In [17]:
import numpy as np
import matplotlib.pyplot as plt
import pandas as pd

np.set_printoptions(threshold=np.inf)

In [18]:
# Importing the dataset
dataset = pd.read_csv('input/bugzilla.csv')
X = dataset.iloc[:, 2 :-1].values # independent variables
y = dataset.iloc[:, -1].values # dependent variable

In [13]:
# Selecting features #1
# Removing features with low variance
from sklearn.feature_selection import VarianceThreshold
sel = VarianceThreshold(threshold=(.85 * (1 - .85)))
X = sel.fit_transform(X)

In [59]:
# Selecting features #2
# Removing high-correlated columns

# Convert X into DataFrame
df = pd.DataFrame(X)

# Create correlation matrix
corr_matrix = df.corr().abs()

# Select upper triangle of correlation matrix
upper = corr_matrix.where(np.triu(np.ones(corr_matrix.shape), k=1).astype(np.bool))

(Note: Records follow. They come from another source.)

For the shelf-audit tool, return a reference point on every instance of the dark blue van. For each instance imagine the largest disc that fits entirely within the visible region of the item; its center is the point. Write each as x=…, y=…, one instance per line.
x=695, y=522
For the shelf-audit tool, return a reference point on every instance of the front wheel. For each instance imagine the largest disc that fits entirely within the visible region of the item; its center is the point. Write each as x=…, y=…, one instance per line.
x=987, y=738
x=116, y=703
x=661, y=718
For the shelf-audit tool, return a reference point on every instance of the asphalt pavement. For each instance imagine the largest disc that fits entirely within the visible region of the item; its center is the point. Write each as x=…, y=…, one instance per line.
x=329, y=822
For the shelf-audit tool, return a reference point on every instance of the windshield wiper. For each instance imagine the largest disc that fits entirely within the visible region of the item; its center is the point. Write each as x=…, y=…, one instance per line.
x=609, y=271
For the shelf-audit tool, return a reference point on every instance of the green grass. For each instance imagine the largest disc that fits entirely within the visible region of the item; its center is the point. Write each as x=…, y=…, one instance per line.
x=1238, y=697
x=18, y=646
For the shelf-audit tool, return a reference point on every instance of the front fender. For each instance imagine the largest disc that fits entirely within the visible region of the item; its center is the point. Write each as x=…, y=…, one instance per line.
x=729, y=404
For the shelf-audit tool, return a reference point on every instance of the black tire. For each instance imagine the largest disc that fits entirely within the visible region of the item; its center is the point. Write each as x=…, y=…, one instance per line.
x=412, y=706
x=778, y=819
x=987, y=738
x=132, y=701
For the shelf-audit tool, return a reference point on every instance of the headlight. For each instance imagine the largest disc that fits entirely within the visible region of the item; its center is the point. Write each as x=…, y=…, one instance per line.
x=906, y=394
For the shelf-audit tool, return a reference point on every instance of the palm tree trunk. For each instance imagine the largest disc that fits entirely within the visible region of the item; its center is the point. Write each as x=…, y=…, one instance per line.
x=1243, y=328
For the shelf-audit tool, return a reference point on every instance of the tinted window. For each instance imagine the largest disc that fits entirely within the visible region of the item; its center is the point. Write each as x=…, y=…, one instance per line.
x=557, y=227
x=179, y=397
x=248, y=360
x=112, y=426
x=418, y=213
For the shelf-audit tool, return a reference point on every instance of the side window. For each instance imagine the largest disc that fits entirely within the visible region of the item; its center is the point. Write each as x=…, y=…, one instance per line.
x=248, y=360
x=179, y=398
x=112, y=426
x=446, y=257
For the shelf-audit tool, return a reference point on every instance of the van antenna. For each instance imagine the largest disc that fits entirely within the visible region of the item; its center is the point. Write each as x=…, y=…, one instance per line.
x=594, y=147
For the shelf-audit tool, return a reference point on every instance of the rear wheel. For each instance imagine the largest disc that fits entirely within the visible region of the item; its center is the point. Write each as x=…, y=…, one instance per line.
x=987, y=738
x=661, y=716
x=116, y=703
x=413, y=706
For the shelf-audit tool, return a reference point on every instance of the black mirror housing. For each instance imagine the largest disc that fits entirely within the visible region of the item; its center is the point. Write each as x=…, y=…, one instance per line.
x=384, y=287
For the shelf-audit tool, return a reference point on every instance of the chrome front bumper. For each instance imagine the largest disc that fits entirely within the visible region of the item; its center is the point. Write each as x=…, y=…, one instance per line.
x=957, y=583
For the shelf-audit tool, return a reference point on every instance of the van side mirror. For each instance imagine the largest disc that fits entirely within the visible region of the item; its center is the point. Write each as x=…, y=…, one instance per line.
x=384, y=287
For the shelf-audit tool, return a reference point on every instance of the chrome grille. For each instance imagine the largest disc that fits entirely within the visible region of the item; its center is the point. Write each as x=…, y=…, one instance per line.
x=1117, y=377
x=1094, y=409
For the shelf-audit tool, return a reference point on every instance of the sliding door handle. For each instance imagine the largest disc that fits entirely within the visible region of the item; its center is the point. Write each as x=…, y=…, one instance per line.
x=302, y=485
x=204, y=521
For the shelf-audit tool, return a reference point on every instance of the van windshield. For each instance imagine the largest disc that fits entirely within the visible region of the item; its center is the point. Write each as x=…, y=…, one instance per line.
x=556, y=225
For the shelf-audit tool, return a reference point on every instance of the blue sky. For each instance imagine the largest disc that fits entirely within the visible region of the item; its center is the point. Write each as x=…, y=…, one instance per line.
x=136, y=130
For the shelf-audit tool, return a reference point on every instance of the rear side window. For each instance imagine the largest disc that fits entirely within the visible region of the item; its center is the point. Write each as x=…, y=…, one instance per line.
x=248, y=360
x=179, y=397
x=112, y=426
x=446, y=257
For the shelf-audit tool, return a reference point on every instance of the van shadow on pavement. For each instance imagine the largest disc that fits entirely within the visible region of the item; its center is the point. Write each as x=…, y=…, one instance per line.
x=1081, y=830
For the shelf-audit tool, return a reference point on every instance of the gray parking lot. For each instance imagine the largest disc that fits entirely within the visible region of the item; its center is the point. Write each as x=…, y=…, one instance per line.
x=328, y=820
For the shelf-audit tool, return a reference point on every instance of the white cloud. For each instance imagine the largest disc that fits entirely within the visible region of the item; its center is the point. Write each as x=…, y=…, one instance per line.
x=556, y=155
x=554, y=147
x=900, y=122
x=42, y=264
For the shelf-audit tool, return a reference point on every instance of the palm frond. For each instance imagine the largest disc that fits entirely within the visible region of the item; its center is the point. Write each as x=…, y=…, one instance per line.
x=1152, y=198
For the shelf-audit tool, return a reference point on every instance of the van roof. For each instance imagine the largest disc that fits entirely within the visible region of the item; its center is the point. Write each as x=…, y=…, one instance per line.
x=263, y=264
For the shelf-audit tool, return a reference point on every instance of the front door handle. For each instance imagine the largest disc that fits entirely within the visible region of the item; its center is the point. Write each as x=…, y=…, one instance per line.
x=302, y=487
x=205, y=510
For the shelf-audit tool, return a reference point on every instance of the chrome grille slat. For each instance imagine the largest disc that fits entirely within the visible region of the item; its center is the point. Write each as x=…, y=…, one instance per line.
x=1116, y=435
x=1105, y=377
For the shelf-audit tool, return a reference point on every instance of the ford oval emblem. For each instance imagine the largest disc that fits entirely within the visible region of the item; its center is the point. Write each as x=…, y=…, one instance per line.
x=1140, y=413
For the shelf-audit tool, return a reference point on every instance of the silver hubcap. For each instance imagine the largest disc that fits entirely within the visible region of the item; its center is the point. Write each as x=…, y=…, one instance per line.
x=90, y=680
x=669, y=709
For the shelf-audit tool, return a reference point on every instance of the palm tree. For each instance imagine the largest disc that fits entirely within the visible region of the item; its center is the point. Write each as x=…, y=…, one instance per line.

# Find features with correlation greater than 0.8
to_drop = [column for column in upper.columns if any(upper[column] > 0.8)]
print(to_drop)

# Drop features 
df.drop(to_drop, axis=1, inplace=True)

# Convert dataframe back to X
X = df.to_numpy()

[1, 12, 13]


In [204]:
# Selecting features #3
from sklearn.feature_selection import SelectKBest
from sklearn.feature_selection import chi2
print(X.shape)
X_new = SelectKBest(chi2, k=10).fit_transform(X, y)
print(X_new.shape)

(4620, 11)
(4620, 10)


In [19]:
# Splitting the dataset into the Training set and Test set
from sklearn.model_selection import train_test_split
X_train, X_test, y_train, y_test = train_test_split(X, y, test_size = 0.2, random_state = 0)

In [20]:
# Feature Scaling
from sklearn.preprocessing import PowerTransformer
pt = PowerTransformer()
X_train = pt.fit_transform(X_train)
X_test = pt.transform(X_test)

In [21]:
# Training the Logistic Regression model on the Training set
from sklearn.linear_model import LogisticRegression
classifier = LogisticRegression(random_state = 0, max_iter=10000)
classifier.fit(X_train, y_train)

LogisticRegression(max_iter=10000, random_state=0)

In [22]:
# Predicting the Test set results
y_pred = classifier.predict(X_test)
#print(np.concatenate((y_pred.reshape(len(y_pred),1), y_test.reshape(len(y_test),1)),1))

In [23]:
# Making the Confusion Matrix
from sklearn.metrics import confusion_matrix, accuracy_score, precision_score, recall_score, f1_score
cm = confusion_matrix(y_test, y_pred)
print(cm)
print("Accuracy: {:2f} %".format(accuracy_score(y_test, y_pred)*100))
print("Precision: {:2f} %".format(precision_score(y_test, y_pred)*100))
print("Recall: {:2f} %".format(recall_score(y_test, y_pred)*100))
print("F1 score: {:2f} %".format(f1_score(y_test, y_pred)*100))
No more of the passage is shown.